Before the Nigeria civil war, when western education came, many Igbo elites who embraced western education prefer to speak English Language in the midst of those who lack such knowledge. To most of them it is a way to express superiority over illiterates. In an attempt to measure up, people were forced to learn and speak English language to the detriment of their own language – Igbo. The noise being made by elites about this foreign language in various Igbo communities make people feel that speaking Igbo language is an abomination. This has resulted to the speaking of English language by both old and young in the various Igbo communities rightly or wrongly. It is disheartening to note that the elite who are supposed to foster the growth of Igbo language are the worst victims of the situation.

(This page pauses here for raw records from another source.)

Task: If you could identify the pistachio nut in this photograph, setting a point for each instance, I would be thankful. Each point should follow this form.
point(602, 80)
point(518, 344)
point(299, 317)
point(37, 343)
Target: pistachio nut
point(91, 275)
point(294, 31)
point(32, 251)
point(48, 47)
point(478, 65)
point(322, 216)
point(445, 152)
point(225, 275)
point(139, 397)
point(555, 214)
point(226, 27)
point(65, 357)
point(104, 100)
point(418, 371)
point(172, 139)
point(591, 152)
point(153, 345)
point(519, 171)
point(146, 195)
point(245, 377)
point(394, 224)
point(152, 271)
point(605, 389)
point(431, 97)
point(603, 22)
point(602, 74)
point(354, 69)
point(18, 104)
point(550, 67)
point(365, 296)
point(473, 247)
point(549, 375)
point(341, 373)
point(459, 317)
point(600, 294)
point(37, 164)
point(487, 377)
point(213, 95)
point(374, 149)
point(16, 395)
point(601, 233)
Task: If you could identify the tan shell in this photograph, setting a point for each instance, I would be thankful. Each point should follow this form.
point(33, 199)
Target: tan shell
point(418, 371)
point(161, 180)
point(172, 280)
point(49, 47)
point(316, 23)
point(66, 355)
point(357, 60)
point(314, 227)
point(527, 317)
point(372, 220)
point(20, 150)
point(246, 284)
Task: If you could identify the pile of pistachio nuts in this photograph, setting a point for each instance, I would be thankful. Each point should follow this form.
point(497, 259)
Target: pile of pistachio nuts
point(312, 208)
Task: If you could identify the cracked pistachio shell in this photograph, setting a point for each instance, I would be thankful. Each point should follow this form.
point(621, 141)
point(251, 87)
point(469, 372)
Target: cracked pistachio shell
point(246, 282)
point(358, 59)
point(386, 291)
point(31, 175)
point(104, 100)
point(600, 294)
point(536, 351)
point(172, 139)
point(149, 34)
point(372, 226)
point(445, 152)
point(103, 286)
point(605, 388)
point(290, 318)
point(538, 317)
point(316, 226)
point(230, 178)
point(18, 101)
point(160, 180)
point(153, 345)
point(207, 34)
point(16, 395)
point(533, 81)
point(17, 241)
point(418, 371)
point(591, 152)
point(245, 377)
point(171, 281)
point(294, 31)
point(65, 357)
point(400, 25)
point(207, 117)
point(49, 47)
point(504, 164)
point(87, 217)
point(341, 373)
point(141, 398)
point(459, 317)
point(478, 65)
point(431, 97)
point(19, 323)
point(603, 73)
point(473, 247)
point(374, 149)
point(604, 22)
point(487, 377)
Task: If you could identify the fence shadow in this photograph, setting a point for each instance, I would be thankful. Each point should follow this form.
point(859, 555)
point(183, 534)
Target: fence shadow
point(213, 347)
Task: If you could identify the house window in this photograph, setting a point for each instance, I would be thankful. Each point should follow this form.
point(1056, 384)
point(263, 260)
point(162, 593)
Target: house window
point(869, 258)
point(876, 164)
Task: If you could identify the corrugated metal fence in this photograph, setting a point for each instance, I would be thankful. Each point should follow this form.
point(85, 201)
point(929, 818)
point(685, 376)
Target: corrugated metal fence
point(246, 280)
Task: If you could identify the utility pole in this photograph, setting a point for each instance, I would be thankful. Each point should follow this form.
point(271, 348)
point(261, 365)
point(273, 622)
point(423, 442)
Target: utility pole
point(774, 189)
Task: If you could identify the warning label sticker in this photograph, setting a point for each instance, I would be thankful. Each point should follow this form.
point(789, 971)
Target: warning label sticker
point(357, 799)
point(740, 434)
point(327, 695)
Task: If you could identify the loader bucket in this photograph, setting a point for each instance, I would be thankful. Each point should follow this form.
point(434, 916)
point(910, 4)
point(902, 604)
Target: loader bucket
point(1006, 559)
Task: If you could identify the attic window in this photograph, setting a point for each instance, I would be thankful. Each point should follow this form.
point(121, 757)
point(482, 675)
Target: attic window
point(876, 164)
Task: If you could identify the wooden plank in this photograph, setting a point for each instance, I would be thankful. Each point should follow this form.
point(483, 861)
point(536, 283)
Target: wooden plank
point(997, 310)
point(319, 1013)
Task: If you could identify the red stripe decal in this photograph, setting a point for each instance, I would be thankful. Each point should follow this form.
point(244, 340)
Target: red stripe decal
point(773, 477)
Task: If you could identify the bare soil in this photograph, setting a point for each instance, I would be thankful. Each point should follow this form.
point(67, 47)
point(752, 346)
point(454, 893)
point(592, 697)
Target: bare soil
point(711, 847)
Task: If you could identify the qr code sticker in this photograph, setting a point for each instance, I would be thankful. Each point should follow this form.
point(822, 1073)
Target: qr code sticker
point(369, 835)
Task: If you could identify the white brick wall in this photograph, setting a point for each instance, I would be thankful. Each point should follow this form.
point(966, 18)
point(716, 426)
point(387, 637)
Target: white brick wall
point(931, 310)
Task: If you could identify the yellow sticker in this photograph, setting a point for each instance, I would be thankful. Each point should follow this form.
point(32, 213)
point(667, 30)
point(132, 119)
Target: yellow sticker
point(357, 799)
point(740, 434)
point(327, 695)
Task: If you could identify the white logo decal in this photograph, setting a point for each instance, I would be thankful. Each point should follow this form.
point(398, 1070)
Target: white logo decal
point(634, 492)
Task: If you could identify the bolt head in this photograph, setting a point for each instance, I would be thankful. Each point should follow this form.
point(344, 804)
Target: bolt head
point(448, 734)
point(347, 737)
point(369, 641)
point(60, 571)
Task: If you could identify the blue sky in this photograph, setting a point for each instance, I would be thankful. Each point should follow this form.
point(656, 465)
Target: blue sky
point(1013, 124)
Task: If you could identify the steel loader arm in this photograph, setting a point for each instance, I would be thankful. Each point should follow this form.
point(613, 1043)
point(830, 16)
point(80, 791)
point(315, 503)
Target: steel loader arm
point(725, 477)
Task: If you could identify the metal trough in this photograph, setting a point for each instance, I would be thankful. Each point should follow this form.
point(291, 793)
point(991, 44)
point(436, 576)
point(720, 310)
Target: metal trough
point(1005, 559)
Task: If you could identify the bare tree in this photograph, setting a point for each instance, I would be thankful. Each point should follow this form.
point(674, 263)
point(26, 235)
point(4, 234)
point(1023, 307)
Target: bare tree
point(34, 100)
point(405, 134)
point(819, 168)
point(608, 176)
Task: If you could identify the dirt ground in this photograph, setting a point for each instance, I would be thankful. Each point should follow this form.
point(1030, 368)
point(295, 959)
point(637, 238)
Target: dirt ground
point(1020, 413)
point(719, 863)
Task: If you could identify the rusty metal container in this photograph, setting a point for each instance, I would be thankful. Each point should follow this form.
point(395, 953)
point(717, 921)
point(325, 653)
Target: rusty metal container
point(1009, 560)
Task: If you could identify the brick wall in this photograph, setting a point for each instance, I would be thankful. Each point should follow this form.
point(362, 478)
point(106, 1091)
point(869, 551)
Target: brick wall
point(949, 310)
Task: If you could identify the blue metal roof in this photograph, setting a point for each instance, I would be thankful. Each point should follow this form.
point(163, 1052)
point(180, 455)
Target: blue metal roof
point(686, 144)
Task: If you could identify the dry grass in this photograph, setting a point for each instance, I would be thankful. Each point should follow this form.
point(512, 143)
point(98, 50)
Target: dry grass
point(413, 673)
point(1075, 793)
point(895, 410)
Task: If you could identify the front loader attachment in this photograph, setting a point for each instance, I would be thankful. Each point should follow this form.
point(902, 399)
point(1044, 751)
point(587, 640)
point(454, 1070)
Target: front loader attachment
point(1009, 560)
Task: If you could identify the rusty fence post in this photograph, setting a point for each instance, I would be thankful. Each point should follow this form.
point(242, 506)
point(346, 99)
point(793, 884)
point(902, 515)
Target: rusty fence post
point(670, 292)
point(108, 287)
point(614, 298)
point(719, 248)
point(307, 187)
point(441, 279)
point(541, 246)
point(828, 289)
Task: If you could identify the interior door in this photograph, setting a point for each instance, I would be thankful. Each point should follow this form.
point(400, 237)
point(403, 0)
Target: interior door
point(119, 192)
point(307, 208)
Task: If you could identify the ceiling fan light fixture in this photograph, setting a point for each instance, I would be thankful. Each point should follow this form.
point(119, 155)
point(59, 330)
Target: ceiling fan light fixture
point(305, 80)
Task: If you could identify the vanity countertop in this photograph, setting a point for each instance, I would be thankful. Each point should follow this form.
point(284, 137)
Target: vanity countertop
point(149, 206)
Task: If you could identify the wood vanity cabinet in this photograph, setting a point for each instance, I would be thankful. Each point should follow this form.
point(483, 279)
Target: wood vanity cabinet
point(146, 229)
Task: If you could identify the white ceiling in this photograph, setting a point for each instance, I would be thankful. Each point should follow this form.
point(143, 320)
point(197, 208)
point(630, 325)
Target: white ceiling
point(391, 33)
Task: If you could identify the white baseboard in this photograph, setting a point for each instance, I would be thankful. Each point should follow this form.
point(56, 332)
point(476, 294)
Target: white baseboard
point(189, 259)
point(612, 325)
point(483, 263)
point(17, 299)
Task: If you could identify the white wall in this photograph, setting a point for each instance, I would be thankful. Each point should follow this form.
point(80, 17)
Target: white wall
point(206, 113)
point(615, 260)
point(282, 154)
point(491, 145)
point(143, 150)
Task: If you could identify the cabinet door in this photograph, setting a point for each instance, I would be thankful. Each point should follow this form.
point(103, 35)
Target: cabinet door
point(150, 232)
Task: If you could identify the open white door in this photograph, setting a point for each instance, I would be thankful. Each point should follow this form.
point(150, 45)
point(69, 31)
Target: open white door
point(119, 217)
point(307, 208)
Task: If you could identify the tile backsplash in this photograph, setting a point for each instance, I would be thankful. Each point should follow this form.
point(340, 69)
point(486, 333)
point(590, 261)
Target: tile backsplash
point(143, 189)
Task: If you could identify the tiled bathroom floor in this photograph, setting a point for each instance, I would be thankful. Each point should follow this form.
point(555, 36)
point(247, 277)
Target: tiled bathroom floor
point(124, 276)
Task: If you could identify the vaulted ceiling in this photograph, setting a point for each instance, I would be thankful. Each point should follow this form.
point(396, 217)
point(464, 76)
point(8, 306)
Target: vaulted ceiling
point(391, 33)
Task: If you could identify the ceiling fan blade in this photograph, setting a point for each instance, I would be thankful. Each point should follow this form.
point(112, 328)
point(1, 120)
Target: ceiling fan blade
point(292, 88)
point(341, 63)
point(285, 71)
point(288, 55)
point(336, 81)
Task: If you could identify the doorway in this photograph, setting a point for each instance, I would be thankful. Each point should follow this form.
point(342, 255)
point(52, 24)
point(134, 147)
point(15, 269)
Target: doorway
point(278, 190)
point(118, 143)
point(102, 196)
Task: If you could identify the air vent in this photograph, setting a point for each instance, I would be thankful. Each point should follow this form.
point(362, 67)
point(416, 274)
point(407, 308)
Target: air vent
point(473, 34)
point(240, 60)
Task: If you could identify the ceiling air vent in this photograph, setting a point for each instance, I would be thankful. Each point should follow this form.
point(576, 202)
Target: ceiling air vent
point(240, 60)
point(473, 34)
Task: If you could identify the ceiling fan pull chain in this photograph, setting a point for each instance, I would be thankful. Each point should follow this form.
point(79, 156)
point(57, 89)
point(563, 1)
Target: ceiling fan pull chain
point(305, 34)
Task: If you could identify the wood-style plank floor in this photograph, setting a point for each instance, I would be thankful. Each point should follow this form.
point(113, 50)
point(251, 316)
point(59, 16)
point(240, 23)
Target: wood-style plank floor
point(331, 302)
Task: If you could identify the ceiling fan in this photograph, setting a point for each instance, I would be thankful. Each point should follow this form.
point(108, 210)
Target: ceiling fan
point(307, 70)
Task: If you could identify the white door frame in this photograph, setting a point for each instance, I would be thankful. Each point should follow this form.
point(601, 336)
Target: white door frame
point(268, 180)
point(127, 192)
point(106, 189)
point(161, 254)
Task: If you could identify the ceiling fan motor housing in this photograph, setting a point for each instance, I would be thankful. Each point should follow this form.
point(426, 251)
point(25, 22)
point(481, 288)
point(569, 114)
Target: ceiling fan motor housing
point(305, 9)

In many homes with educated parents, children are only communicated with in English language and not in their native language. As a result, the illiterates who feel that they are being messed up by the elites now send their children to very good schools. Some even flog their children if they hear them speak Igbo. They even prefer them speaking Pidgin English than Igbo. To make the situation worse, most of the Igbo people are masters of other people’s languages. Many Igbo people who are resident in Hausa lands prefer to speak Hausa to their children than Igbo. So are those in Yoruba land. Those who find themselves in America, Britain or other parts of Europe speak strange languages to their children, thereby helping the Igbo language to go into extinction.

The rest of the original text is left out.